For extrusion, start with your existing barrel profile and watch for under-fusion or over-fusion indicators. DEHCH’s flash point sits above 190 C, giving you a comfortable processing window. If your compound fuses earlier than expected, reduce barrel zone temperatures by 3-5 C in the metering section. Each additional PHR of plasticizer drops heat distortion temperature by 2-3 C, so if you loaded slightly more DEHCH than your DOP baseline, account for that thermal shift.

When to Blend DEHCH with a Co-Plasticizer

Pure DEHCH handles most general-purpose flexible PVC applications — cable insulation, garden hose, flooring, general tubing. But if your end product contacts paper or food packaging, DEHCH alone has a migration weakness that a co-plasticizer fixes.

In plastisol testing, pure DEHCH scored 3.5 out of 5 on gelling rate and 2.8 out of 5 on migration resistance to paper. A 7:3 blend of DEHCH with tributyl citrate (TBC) pushed both scores to 5.0 out of 5. Plastisol users gain faster gelation; anyone storing product against paper or cardboard eliminates the migration risk.

For general-purpose dry-blend compounds where migration to paper is not a concern, skip the co-plasticizer. Adding TBC increases raw material cost and introduces a second plasticizer to manage in inventory. The formulation ratio I recommend is pure DEHCH for industrial and construction applications, and DEHCH:TBC at 7:3 by weight for food-contact films and paper-adjacent packaging.

This is not a universal requirement — it is the fourth adjustment that applies only when your application demands it.

Decision flowchart for choosing pure DEHCH or DEHCH-TBC blend in PVC formulation by application type

How to Validate the Reformulated Compound

Before scaling from trial batch to production, run these three checks against your DOP or DOTP baseline. A reformulation that passes all three is ready for the line.

Shore A Hardness Check

Measure Shore A at 15 seconds on conditioned specimens. Target within +/- 2 points of your DOP baseline. If hardness runs 3-5 points high, increase DEHCH by 2 PHR. If hardness runs more than 5 points off, recheck your PHR conversion — the efficiency assumption may not hold for your specific PVC resin grade.

Build in a 2-3 PHR safety margin below your maximum allowable hardness. Batch variation alone shifts Shore A by 2-5 points, and a failed lot costs more than 2 PHR of extra plasticizer.

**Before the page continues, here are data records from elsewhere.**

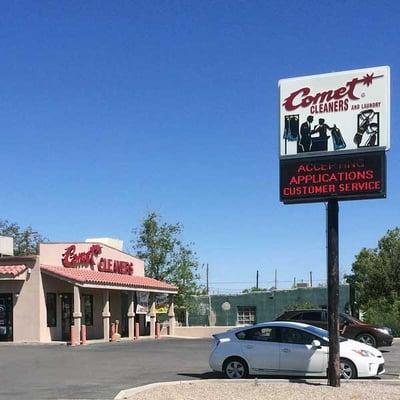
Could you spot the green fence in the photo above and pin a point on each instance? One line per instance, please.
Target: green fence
(267, 305)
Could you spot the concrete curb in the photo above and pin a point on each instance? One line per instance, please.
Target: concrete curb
(127, 393)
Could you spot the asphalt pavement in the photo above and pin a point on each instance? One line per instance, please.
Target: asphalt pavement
(100, 371)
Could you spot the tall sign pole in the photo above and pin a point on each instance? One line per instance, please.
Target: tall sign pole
(334, 134)
(333, 293)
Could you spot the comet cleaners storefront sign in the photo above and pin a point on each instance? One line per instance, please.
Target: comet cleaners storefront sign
(334, 134)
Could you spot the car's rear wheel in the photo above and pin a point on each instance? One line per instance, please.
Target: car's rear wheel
(235, 368)
(367, 338)
(347, 369)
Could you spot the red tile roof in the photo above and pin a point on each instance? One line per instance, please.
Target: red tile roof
(88, 276)
(13, 270)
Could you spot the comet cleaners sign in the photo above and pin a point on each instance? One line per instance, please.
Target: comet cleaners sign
(335, 113)
(334, 131)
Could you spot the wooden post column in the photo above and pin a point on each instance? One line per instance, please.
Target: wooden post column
(131, 316)
(77, 315)
(171, 316)
(106, 315)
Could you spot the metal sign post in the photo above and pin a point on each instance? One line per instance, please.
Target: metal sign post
(334, 134)
(333, 292)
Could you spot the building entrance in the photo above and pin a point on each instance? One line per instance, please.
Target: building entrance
(6, 317)
(66, 316)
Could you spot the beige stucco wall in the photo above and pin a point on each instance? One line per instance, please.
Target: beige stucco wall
(26, 299)
(51, 254)
(58, 286)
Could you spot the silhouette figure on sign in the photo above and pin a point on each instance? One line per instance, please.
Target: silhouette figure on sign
(305, 135)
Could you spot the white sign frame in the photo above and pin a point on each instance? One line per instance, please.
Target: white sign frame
(354, 106)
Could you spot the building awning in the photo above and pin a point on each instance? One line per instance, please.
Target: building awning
(11, 270)
(96, 279)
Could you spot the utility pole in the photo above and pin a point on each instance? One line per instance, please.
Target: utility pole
(207, 287)
(333, 292)
(257, 280)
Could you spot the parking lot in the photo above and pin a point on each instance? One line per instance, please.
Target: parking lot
(100, 371)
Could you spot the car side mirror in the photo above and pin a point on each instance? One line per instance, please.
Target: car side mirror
(316, 344)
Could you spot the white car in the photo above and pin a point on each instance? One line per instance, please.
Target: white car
(289, 348)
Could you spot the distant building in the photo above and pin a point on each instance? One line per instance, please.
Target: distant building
(254, 307)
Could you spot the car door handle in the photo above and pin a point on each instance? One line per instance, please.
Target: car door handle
(285, 350)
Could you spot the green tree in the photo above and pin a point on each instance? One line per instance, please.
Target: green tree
(167, 258)
(376, 278)
(26, 240)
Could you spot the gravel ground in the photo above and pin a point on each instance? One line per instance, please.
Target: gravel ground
(277, 391)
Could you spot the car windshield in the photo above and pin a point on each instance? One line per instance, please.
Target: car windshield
(314, 330)
(322, 333)
(349, 318)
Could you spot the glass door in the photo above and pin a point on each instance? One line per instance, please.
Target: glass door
(67, 308)
(6, 317)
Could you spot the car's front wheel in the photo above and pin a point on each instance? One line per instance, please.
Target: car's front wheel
(235, 368)
(347, 369)
(367, 338)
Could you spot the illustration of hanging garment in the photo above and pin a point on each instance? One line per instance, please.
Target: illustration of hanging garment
(337, 138)
(364, 120)
(373, 131)
(291, 131)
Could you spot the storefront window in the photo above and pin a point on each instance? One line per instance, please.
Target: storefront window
(87, 309)
(51, 307)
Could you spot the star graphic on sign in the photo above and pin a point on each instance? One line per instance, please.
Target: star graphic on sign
(367, 79)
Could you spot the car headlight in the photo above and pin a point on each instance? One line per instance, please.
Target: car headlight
(385, 331)
(364, 353)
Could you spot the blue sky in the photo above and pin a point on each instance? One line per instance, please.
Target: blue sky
(111, 109)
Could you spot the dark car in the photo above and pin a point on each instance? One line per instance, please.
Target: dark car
(350, 327)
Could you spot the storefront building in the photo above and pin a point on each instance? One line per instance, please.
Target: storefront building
(78, 284)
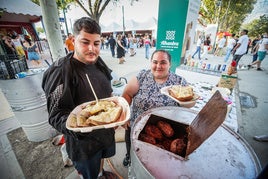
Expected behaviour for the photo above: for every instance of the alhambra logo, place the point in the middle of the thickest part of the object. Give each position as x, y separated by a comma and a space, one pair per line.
170, 35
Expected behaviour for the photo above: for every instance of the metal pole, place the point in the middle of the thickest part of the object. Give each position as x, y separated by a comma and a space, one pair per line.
64, 15
218, 17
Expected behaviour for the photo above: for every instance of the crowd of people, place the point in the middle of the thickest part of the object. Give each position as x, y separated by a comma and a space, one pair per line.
18, 46
65, 92
235, 46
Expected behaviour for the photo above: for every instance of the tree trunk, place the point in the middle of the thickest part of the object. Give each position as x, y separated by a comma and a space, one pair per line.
52, 28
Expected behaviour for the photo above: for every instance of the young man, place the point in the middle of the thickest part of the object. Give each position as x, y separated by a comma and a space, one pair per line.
66, 86
69, 43
262, 48
241, 46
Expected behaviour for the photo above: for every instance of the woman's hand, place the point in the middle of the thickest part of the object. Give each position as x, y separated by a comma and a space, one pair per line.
126, 125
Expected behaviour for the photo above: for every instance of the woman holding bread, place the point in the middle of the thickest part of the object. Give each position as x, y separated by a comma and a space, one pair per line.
143, 91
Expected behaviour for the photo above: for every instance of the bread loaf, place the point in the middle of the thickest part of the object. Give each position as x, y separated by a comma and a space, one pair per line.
101, 113
181, 93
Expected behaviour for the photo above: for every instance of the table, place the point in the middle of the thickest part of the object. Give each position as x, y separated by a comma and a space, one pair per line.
203, 89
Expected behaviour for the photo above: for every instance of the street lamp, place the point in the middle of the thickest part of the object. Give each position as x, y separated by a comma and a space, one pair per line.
124, 28
218, 4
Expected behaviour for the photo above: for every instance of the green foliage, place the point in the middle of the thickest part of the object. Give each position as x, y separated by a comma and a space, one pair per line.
257, 26
62, 4
230, 14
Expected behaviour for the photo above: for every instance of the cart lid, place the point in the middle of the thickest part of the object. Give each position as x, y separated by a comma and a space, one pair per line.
206, 122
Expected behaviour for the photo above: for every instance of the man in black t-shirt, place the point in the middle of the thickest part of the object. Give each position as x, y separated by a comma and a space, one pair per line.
66, 86
112, 43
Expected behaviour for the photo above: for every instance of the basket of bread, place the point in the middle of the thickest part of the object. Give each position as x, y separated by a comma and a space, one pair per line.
104, 113
184, 95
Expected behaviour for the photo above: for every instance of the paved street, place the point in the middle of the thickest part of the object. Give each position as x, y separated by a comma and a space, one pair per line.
251, 102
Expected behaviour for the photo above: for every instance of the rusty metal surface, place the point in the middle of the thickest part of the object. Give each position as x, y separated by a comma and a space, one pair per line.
223, 155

Shore A durometer hardness measurement on flexible PVC specimen during DEHCH PVC formulation validation

Thermal Stability (Congo Red Test)

Run Congo Red on pressed sheets at the same temperature and thickness as your DOP baseline test. The DEHCH formulation should match or exceed DOP’s stability time. A drop of more than 10% signals that your co-stabilizer addition needs adjustment — increase phosphite or beta-diketone by 0.1 PHR and retest.

Watch for haze or discoloration in the pressed sheet. Cloudiness on cooling can indicate plasticizer compatibility issues with your specific resin grade — run a compatibility soak test (plasticizer on PVC film, 24 hours at 70 C) before blaming the stabilizer.

Migration and Aging Tests

For general-purpose applications, run a 7-day aging test at 70 C and check for surface exudation, weight loss, and Shore A drift. For food-contact applications, add paper migration testing per your regulatory requirements — this is where the DEHCH:TBC blend becomes mandatory if pure DEHCH fails.

Document every test result against your DOP baseline. The comparison data becomes your reformulation validation record and saves hours when customers or auditors ask how you qualified the transition.

Next Steps

Three adjustments — lubricant, co-stabilizer, processing temperature — cover the gap between a PHR swap and a production-ready DEHCH formulation. Teknor Apex proved this approach works at industrial scale when they transitioned garden hose production from DEHP to a non-phthalate plasticizer with no new equipment and minimal reformulation.

Start with a 5-10 kg trial batch using the PHR conversion from your current recipe. Make all three adjustments before the first trial, not after you see defects. Run Shore A, Congo Red, and a 7-day aging test. If all three pass within tolerance of your DOP baseline, scale to a pilot run. The entire qualification sequence typically takes two to three weeks — not the months-long redesign that the patent literature might suggest.